What I’m talking about are the micro ways in which fashion magazines. pop culture websites and mainstream culture adopts vernacular, dances, hair and fashion trends from the Black community and pretends they’ve stumbled upon a new trend. It happens quite often.
Check out a few examples on the following pages.
And for more on this topic, check out the trailer for “Bleaching Black Culture,” which is available on iTunes, Google Play, and Amazon now.
Twerking
Miley Cyrus jiggles a flat butt cheek in a viral video and then again on stage and all of a sudden it’s the hottest new dance craze. Publications try to write articles, complete with gifs, about how to achieve the perfect twerk, ABC offered a scientific explanation of the dance and, in the tradition of “Dirty Dancing” and “Footloose,” schools started suspending students for attempting the dance on school property. Rarely, did anyone ever pause long enough to realize that twerking didn’t originate from Miley or even the New Orleans bounce scene. Debbie Allen was the first one who I heard speak on twerking with legit facts.
“Well twerking is nothing but African isolations. It’s an African dance. It’s been given a new name. They’ve been twerking for 500 centuries.”
Bantu Knots
If you ask White folks, Crazy Eyes, from “Orange Is The New Black” was the first person to wear bantu knots. How do I know?

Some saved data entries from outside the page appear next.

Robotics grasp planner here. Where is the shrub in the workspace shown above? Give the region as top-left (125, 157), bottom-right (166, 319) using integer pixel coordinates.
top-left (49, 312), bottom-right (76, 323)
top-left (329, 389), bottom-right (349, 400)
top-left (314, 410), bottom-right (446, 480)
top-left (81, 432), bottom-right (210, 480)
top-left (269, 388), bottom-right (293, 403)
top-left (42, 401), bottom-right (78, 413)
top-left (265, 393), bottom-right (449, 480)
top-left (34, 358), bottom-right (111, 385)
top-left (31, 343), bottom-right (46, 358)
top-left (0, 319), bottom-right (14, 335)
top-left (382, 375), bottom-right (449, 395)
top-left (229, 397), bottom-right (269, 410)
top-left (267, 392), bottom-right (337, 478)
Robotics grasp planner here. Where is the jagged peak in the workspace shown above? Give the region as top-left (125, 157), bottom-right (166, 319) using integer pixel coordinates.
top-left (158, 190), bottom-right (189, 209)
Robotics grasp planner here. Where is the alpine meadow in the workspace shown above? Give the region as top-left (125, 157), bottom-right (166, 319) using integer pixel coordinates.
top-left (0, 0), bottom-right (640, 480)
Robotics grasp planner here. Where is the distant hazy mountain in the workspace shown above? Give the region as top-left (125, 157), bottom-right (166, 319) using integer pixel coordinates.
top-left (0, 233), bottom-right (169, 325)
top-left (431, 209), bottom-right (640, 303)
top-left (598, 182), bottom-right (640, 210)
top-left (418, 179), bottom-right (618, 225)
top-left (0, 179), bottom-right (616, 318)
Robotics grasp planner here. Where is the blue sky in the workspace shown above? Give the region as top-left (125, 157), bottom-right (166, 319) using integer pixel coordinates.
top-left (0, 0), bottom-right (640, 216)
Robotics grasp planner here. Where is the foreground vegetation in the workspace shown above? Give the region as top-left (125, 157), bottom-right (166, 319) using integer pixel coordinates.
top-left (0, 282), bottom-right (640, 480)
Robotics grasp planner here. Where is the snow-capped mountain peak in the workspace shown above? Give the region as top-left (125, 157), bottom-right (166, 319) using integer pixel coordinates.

Well, when Rihanna showed up at the iHeart Music Awards earlier this year, rocking the knots most Black girls have known very well, people said that’s where the look came from. Close but no cigar. That’s an almost ancient African hair style. The style was so new to White folks, they didn’t know quite what to call it. So the dubbed Rih Rih’s bantu knots, “hair nubbins.”
It wasn’t long before they started showing up on fashion runways.
Doobie Wraps
Leave it to Rihanna to show mainstream culture a thing or two. And I do love her for that. It’s like she’s teaching a class on modern day Black culture and mainstream Americans are her pupils. When she showed up at the American Music Awards in 2013, Black girls across the nation gasped. Homegirl was literally wearing a preservation tactic on the red carpet. And while we knew it was a doobie, roller wrap, wrap, or doobie wrap, mainstream Americans were fascinated by the style and sought to name it. Glamour came up with “faux pixie crop.” Kind of like Columbus did with the West Indies. Some took issue with the style, or accused Rihanna’s stylist of stealing it. But others, embraced it fully, wearing it out as a fashion statement.
Timbs
Just last month, Elle magazine came under intense fire when they announced that Timberland boots, colloquially known as Timbs, were a new fashion trend.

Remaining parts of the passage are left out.